In the eyes of CEO Akio Toyoda, not enough has been done to prevent his company’s new 86 from twinning with the recently revealed 2022 Subaru BRZ. As originally reported by Japanese outlet Best Car Web, Toyoda recently passed down a crystal-clear decree for Toyota engineers currently developing the project: “Aim to differentiate performance from BRZ.” At this stage in the game, even the smallest of changes on the 86 won’t occur without great difficulty. Inevitably, the debut of the new 86 will be pushed back at least a year, or more, and will certainly occur after the latest BRZ hits the streets.

The natural risk imposed from such a partnership—one in which both vehicles share the same production line—is that the the feel and form of each vehicle can blur together.

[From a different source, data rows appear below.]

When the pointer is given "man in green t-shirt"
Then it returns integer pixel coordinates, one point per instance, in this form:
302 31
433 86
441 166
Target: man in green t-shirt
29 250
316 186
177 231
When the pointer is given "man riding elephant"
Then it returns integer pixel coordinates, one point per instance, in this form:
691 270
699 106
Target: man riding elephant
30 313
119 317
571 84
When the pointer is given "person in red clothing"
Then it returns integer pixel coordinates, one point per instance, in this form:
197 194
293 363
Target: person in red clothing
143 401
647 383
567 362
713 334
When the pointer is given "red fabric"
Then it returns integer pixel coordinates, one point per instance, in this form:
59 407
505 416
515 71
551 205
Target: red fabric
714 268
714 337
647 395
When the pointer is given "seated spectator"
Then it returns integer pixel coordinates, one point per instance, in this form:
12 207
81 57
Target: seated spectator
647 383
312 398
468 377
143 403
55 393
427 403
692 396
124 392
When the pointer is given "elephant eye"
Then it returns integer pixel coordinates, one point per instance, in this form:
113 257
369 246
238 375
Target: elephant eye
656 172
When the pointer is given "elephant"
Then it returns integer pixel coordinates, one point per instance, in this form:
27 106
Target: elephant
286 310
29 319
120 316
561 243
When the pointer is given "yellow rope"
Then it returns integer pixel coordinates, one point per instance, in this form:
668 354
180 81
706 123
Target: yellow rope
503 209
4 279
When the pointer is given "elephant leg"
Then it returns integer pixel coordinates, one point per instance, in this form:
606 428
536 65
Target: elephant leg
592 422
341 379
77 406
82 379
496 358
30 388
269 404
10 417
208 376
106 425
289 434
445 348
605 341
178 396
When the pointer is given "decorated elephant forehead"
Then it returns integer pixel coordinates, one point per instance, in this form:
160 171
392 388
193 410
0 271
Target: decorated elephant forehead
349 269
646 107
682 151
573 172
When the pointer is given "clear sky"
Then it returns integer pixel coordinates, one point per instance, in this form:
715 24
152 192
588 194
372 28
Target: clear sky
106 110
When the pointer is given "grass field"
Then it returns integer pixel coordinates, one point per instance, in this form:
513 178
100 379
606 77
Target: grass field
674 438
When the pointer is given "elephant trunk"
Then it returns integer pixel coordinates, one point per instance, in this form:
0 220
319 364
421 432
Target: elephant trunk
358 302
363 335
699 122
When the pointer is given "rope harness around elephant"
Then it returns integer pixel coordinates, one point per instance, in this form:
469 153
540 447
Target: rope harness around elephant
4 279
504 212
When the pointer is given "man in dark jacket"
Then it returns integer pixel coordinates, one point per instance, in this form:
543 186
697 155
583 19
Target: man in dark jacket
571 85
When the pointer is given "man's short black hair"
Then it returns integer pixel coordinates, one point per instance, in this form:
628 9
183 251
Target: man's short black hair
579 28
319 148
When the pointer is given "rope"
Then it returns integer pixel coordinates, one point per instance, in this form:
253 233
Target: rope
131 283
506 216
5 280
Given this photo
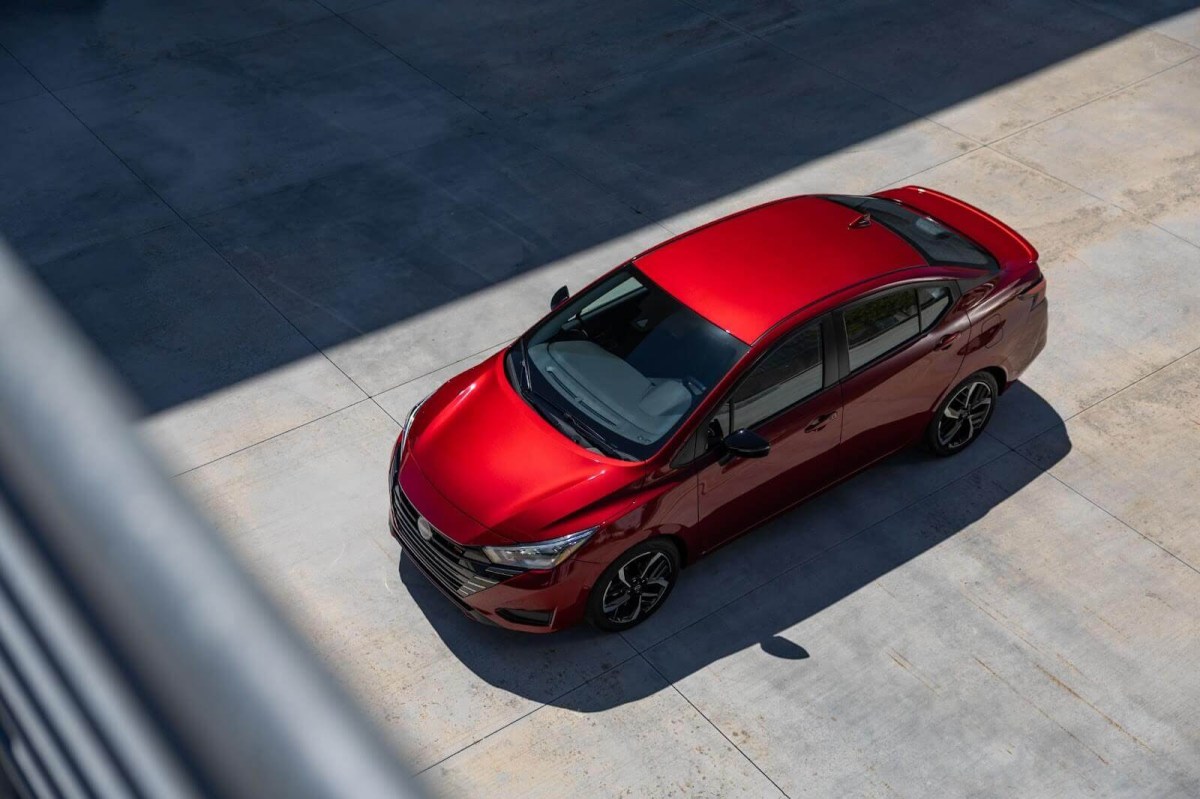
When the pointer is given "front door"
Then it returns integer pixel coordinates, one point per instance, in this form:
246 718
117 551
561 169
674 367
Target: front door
790 397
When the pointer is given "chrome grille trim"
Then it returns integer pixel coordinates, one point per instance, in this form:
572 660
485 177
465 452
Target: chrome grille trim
441 559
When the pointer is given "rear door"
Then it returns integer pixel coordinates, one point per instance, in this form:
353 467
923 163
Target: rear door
791 397
901 348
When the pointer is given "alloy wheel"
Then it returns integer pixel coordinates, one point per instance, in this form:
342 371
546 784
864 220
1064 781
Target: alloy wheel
965 415
637 587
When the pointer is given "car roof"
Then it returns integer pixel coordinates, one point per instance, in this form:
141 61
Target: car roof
748 271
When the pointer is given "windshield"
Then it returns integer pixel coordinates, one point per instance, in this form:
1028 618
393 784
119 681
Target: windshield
621 366
930 238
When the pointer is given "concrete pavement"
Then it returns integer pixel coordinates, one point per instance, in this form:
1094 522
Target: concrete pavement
286 222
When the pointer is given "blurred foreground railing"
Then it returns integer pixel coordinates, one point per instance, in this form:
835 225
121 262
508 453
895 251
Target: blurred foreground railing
137 659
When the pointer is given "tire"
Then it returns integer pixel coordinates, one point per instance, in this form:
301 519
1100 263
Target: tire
949 432
651 565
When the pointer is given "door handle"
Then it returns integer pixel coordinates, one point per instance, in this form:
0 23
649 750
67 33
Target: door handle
947 341
820 421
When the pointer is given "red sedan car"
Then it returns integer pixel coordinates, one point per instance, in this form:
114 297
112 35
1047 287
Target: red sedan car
705 386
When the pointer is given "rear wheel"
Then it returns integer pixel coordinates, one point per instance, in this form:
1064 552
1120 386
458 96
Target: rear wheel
635 586
963 415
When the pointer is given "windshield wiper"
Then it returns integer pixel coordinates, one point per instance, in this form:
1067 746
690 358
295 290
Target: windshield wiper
593 436
525 364
585 433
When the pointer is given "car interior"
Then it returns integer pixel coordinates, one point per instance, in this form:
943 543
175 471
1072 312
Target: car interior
633 358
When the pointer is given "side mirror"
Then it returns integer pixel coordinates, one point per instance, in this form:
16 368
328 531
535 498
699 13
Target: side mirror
747 444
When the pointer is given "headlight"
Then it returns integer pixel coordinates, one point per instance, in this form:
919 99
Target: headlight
408 425
399 450
545 554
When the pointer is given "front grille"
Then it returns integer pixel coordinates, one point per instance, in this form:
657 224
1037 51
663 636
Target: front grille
460 570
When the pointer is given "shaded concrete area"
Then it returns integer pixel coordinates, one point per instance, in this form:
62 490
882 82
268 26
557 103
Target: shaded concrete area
287 221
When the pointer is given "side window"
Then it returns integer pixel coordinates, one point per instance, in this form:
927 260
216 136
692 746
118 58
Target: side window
934 300
880 323
790 372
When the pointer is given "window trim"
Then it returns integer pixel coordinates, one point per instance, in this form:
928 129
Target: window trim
844 370
829 373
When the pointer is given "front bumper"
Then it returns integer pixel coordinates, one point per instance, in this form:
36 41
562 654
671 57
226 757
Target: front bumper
531 601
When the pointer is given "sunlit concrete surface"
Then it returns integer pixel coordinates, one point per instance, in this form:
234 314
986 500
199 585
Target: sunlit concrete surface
286 222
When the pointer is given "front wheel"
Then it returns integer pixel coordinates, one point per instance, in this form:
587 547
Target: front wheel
963 415
634 586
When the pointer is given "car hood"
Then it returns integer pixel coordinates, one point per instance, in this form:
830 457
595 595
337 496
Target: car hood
493 457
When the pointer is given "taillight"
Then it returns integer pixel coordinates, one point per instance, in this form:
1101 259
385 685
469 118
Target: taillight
1036 290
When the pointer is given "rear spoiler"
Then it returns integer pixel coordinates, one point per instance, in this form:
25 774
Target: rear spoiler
1008 246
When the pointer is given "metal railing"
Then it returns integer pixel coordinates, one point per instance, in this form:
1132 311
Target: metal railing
137 659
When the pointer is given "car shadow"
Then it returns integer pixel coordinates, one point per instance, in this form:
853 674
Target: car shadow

Toyoda’s demand for differentiation likely caught his engineers off-guard in this final hour, but how can Toyota court sports-car buyers if the 86’s performance is identical, even on paper, to that of the BRZ? Of course, we don’t yet know the specifications of the next-gen 86, but Akio Toyoda clearly wants to set a unique standard.

2022_Subaru_BRZ_003
2022 Subaru BRZ Michael Shaffer

Most likely, Toyota will seek to distinguish the feel of its offering by tweaking suspension tuning, transmission gearing, or, perhaps, engine timing. Exactly how its engineers will tinker with the FA24 2.4-liter boxer four to achieve that feat on short notice remains unanswerable, for now.

Does Toyoda’s last-minute memo indicate that many in the brand’s upper echelons crave a signature charisma in their performance-based offerings? Perhaps the change in tune is merely reactionary in nature, a backlash against critiques of the recent BMW Supra. Whatever the motivation, Toyoda’s attention to detail bodes well for driving enthusiasts.